Russian officials greeted the story with amusement. According to Kremlin press secretary Dmitry Peskov, Surkov is a "very talented" person but does not use email at all (Surkov's office does have an email account but it is curated by Surkov’s secretaries). "It is not him," Peskov insisted, adding that talented people often have many things ascribed to them.
Public debate on whether the emails were genuine or not soon boiled down to a popular conclusion: There was a real hack and the files are real, but are a blend of truth and fiction and were deliberately leaked.
For instance, the published dump includes scans of Surkov's passport and the passports of his family members as well as a lot of typical routine correspondence, which has been seen by many as convincing proof that the email account is real.
However, a number of doubts about the authenticity of the plan have been raised, with journalists and social network users pointing out a number of glaring inconsistencies.

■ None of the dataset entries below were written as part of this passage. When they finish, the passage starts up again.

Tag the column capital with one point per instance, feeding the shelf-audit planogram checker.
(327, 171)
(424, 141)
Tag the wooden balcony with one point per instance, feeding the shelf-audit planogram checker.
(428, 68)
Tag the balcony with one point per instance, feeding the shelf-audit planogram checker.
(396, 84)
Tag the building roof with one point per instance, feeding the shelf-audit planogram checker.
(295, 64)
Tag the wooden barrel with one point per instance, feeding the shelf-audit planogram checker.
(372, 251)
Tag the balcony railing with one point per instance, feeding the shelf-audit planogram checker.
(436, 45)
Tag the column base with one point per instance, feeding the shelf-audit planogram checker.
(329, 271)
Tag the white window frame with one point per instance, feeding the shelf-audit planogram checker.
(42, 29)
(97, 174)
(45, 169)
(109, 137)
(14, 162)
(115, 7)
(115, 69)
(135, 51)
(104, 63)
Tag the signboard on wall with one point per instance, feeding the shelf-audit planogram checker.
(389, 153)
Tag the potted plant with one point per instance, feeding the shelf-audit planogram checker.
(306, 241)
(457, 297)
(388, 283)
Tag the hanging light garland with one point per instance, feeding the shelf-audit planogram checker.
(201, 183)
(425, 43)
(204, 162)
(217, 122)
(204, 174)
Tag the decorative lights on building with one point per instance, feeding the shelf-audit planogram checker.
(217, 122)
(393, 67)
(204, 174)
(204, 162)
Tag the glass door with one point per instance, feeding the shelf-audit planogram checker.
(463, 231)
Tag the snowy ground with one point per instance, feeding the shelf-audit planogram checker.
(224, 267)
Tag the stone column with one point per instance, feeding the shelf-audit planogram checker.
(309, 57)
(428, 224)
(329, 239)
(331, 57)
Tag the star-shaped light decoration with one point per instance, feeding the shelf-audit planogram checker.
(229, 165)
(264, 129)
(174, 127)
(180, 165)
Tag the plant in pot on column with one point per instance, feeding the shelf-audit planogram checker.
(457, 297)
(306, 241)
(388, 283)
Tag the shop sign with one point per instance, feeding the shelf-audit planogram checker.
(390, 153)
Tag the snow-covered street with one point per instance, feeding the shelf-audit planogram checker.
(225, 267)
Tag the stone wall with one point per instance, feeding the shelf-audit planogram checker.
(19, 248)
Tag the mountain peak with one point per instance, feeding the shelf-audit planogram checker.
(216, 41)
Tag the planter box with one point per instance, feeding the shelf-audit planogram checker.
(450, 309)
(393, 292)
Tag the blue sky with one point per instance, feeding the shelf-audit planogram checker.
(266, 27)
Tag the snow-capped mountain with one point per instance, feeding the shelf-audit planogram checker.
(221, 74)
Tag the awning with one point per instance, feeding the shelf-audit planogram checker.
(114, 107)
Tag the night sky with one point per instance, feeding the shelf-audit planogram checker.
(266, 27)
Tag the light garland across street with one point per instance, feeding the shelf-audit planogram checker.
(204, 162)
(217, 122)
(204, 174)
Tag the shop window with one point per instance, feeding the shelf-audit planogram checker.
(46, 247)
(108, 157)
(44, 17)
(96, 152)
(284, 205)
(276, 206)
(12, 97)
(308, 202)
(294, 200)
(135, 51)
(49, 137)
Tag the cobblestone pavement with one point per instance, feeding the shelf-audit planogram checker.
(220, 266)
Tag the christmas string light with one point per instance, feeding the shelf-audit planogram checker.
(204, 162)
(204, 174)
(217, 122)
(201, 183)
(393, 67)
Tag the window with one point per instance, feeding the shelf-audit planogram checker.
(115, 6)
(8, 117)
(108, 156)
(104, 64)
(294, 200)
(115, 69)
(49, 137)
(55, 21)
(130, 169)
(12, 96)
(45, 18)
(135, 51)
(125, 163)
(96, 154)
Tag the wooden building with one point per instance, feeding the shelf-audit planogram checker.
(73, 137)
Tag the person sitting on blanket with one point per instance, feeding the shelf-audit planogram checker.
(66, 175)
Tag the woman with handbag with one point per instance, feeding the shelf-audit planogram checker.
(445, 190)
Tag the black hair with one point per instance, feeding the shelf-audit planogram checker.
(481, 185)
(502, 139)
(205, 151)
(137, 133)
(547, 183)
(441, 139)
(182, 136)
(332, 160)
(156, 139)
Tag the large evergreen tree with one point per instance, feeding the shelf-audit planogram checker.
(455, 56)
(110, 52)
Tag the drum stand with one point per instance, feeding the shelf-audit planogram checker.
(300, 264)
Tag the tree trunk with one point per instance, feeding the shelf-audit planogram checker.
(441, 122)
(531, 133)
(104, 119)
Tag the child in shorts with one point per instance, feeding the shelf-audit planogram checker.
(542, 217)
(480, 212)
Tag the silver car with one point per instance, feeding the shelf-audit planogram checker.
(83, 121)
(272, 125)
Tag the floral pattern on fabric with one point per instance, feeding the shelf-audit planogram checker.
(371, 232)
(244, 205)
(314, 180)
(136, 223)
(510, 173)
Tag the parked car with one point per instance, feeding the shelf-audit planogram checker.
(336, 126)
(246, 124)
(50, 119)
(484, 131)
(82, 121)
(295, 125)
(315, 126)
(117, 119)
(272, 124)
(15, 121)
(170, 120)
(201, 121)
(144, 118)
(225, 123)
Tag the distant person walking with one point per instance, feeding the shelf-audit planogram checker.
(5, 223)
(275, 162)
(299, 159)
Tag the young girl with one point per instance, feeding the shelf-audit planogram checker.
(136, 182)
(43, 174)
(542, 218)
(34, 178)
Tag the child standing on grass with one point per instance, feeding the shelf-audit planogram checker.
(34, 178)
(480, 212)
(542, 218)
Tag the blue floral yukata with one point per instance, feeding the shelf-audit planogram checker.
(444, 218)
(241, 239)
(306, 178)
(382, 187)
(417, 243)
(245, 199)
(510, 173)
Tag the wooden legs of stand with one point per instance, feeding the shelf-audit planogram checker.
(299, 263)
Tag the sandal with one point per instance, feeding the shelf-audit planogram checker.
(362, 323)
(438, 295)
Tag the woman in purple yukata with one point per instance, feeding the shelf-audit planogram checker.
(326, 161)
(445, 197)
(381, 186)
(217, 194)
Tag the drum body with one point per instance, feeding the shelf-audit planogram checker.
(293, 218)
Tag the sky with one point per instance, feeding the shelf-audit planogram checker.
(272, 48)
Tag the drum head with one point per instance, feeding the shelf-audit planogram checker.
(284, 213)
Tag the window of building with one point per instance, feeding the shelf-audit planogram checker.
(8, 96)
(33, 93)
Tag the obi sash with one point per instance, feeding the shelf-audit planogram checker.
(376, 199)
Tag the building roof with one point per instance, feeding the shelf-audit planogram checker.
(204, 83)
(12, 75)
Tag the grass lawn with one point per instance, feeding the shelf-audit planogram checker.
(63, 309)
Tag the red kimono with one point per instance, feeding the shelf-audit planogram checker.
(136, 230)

For some reason, the Shatun plan was sent to Surkov’s email account with Yandex, a free email service used by millions of Russians. Internet users were quick to point out that the objectives and tasks of this type of plan would be considered classified information and top secret and so would be unlikely to have been sent as an attachment to a private email.
Another talking point was the format of the file containing the plan, a scanned PDF document. “Is this how they do it in Ukrainian corridors of power – first print out a text, then scan it and then email it?” asked Marina Yudenich, a former official from the Russian presidential administration.
Other things that raised doubt were the abundance of Ukrainian phrases in the emails, spelling mistakes and expressions such as “we shall manipulate.” As Kiev-based blogger Roman Shrayk pointed out, the phrase seemed to come from “the vocabulary of vaudeville villains” and in real life not even a confirmed manipulator would ever write something like this.
That said, some believe that the published plan appears quite plausible, including Anton Herashchenko and Zoryan Shkiryak, advisors to the Ukrainian defense minister.
As Herashchenko explained, many of the techniques described in the Ukraine destabilization plan were identical to those used for real, while “hundreds of Russian and Ukrainian trolls and bots have been summoned by an alarm call and are now trying to save the situation.”
Security Service of Ukraine chief of staff Oleksandr Tkachuk has also said that the majority of the documents are genuine.
In Russia, the view of the alleged plot is rather different: It is a Ukrainian act of provocation aimed to discredit Surkov, a key ”shadow” overseer in the Ukrainian peace talks alongside U.S. Assistant Secretary of State Victoria Nuland (some have even joked about the existence of a Surkov-Nuland plan).
At the latest Ukraine peace talks in Berlin, Surkov was sitting to Putin’s left, despite the fact that he is on the list of officials subject to EU sanctions and technically had no right to enter Germany.
Editor-in-chief of the independent radio station Ekho Moskvy Alexei Venediktov pointed out that CyberJunta had released only incoming email messages.
“We always know that selectivity means manipulation,” he concluded, adding that the plan of “how we break up Ukraine” may have been sent by a “local idiot.” Presidential aide Surkov probably gets many letters like these, Venediktov suggested.